Puis, toujours par le truchement de Kamal, nous rencontrons ces femmes, aristocrates en caftans raffinés ou femmes du peuple laborieuses, toutes interprétées avec brio. Gardiennes de la mémoire d’une fierté multiséculaire, elles savent et transmettent que l’adversaire n’est pas invincible. De fait, pour les porteurs de sabre, même à la mitrailleuse, à l’artillerie lourde et aux gaz de combat, la « pacification » du Maroc ne fut pas une promenade de santé. Les combats en Chaouïa, arrière-pays de Casablanca, ceux contre les Zayanes de Moha ou Hammou à Khénifra ou contre les commandos d’Abdelkrim al Khattabi dans le Rif ont laissé des souvenirs douloureux à Lyautey, comme à ses successeurs.
Enfin, nous retrouvons Aïcha échappée de son riad familial protecteur et cossu. Vainquant ses peurs, la voici de toit en toit à la suite de son guide Kamal pour être là ou l’action se passe. Certains jugeront peut-être son allure et son jeu un peu trop actuels. Nous leur répondrons qu’un « film historique » parle au moins autant de la période à laquelle il est réalisé que du passé auquel se réfère son scénario. Dès lors, concédons à l’actrice ses clins d’oeil que bien des Marocaines d’aujourd’hui auront capté cinq sur cinq.
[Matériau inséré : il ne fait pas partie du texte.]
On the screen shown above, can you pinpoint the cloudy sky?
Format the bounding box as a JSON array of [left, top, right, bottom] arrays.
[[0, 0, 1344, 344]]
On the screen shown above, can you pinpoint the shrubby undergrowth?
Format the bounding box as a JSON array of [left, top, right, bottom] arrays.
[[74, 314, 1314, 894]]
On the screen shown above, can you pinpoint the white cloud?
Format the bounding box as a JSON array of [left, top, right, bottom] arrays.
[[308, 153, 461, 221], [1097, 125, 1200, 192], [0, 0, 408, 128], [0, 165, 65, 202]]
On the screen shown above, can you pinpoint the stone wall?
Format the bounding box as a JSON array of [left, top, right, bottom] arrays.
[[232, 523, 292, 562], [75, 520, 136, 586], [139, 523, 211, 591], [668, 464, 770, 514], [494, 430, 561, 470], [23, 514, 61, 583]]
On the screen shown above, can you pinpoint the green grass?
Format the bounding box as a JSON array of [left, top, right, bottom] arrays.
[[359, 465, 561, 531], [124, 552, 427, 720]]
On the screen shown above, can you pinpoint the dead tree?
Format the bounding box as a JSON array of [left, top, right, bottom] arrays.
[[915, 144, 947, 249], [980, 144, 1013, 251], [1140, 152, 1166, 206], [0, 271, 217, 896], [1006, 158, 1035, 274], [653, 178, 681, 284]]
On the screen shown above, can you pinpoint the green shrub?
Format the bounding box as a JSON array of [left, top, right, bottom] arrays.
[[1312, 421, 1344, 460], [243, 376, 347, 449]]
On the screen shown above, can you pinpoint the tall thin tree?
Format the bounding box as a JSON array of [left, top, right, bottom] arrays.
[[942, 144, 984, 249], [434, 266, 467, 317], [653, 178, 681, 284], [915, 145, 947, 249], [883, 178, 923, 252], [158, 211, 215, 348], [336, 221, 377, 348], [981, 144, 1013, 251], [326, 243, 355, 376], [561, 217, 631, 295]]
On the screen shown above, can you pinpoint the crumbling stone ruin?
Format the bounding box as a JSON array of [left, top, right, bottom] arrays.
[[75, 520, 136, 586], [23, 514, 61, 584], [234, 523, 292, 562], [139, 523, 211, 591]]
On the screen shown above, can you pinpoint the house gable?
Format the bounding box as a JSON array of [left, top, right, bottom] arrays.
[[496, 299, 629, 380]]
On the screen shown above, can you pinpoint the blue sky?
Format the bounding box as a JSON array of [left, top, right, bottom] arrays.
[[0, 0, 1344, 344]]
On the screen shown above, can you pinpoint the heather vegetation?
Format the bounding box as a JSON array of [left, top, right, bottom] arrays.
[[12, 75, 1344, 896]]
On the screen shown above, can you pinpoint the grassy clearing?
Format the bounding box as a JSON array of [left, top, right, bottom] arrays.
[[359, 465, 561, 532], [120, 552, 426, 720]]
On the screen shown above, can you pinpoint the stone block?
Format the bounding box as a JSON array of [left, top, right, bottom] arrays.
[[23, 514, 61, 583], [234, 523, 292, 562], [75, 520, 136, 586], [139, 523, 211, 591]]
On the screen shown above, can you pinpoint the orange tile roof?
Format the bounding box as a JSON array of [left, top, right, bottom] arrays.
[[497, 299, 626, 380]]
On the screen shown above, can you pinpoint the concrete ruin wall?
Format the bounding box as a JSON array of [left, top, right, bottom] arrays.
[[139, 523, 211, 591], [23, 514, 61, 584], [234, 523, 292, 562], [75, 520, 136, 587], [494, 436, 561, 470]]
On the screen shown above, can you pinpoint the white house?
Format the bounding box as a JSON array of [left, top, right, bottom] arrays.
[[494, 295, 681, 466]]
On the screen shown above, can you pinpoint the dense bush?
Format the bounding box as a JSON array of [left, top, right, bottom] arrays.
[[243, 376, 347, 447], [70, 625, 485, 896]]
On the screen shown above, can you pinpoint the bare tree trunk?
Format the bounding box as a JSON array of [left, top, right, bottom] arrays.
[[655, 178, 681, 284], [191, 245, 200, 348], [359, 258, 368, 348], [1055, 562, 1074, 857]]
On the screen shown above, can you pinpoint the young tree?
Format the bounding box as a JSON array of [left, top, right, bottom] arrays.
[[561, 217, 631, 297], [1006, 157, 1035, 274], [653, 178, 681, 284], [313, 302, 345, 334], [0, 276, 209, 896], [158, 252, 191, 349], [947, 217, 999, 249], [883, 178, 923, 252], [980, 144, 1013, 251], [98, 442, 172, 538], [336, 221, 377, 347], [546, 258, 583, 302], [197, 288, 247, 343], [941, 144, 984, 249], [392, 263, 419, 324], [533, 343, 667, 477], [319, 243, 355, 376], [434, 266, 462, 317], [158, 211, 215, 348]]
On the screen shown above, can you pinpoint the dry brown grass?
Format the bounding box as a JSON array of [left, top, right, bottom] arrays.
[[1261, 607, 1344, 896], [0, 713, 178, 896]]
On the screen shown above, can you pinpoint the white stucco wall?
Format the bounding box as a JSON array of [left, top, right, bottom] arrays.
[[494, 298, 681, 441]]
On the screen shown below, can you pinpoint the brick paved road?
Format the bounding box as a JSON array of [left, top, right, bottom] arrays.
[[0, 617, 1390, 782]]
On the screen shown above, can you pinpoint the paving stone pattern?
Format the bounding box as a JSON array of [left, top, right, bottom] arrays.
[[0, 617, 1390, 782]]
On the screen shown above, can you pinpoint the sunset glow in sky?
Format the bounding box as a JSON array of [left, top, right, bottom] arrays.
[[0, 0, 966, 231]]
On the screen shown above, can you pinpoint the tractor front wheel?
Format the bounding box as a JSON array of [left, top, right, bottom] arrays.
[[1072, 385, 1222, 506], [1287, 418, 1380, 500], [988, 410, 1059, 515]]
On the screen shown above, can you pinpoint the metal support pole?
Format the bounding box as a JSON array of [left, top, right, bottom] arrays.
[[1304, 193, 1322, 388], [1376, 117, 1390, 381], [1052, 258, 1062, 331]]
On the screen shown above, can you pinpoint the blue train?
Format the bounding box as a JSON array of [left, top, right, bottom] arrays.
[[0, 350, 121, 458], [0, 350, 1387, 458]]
Un moment historique très peu traité par le cinéma
Bien sûr, Fès, été 1955 ne dit pas tout des événements qui secouent alors le Maroc. Le projet du scénario est de resserrer l’espace et le temps pour aller à l’os en condensant le processus révolutionnaire. Un cinéaste n’est pas un historien, de même que la fonction d’un historien n’est pas de faire de la fiction. L’intention profonde du réalisateur est de porter à l’écran des mémoires, des images et des émotions sur un instant crucial de l’histoire contemporaine du Maroc. Or, étrangement, celui-là a été très peu traité au cinéma. Ne parlons pas des inévitables montages d’archives diffusés sur les chaînes nationales à chaque commémoration. Ils ont sans doute leur raison d’être s’il s’agit de raviver périodiquement un récit patriotique fondateur, même au prix de figures narratives attendues. Chaque société a ses mythes.
En rupture, A. Laraki propose un point de vue dépoussiéré. Sa matrice subjective est faite des quelques réminiscences héritées de sa petite enfance fassie, ou recueillies dans la voix des témoins qu’il a interrogés. Le contexte général est donc sciemment évacué dans le hors-champ.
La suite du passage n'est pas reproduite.